1. Find a batch with 1 missing element 2. Delete that element from its other assigned partitions 3. Repeat, as the modified batches may now be recoverable

This iterative process (surprisingly!) succeeds with very high probability as long as the number of partitions is 1.22x larger than the number of missing elements with k=3 hash functions.


You don't lose absolute guarantees, but the probabilistic nature means the process may fail (in a guaranteed detectable way) in which case you can try again with a larger parameter.

The "bloom filter" name is misleading in regard to this.

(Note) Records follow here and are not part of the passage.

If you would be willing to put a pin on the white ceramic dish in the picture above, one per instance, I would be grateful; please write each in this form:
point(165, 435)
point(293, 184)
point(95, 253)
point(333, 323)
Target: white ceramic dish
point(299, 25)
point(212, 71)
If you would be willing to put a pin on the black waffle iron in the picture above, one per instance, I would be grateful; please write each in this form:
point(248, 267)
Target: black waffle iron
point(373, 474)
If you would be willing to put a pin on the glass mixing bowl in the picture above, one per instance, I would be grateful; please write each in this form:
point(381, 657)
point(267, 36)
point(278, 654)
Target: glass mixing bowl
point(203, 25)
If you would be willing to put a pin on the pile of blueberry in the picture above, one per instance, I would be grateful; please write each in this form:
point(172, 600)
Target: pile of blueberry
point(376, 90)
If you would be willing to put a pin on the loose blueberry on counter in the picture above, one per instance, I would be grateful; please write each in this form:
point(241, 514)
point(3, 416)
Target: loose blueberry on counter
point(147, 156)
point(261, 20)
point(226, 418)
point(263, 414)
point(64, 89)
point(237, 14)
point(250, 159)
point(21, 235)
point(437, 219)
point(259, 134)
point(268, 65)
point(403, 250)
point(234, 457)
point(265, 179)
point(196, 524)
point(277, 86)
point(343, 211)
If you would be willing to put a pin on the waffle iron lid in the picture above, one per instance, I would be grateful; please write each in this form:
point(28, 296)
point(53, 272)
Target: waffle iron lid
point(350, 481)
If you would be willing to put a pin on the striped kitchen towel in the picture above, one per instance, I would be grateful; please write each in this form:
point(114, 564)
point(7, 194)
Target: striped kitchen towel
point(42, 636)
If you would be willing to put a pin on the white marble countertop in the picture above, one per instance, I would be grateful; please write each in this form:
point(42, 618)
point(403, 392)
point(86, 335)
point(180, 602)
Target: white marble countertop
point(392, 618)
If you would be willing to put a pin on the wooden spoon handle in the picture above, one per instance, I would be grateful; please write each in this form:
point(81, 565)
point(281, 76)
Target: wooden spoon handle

> (in a guaranteed detectable way)

To be pedantic, not guaranteed. The xor of multiple elements may erroneously have a passing checksum, resulting in an undetected false decode. You can make the probability of this as low as you like by using a larger checksum, but the initial HN example was IIRC a list of 32-bit integers, so using a (say) 128 bit checksum to make false decodes 'cryptographically unlikely' would come at a rather high cost since it's a size added to each bucket.

If your sent members are multi-kilobyte contact database entries or something than the overhead required to make false decode impossible would be insignificant.

This limitation also applies somewhat to the alternative algebraic approach in my comments-- an overfull sketch could be falsely decoded--, except the added size needed to make a false decode cryptographically unlikely is very small and goes down relative to the size of the sketch as the sketch grows instead of being linear in the size of the sketch.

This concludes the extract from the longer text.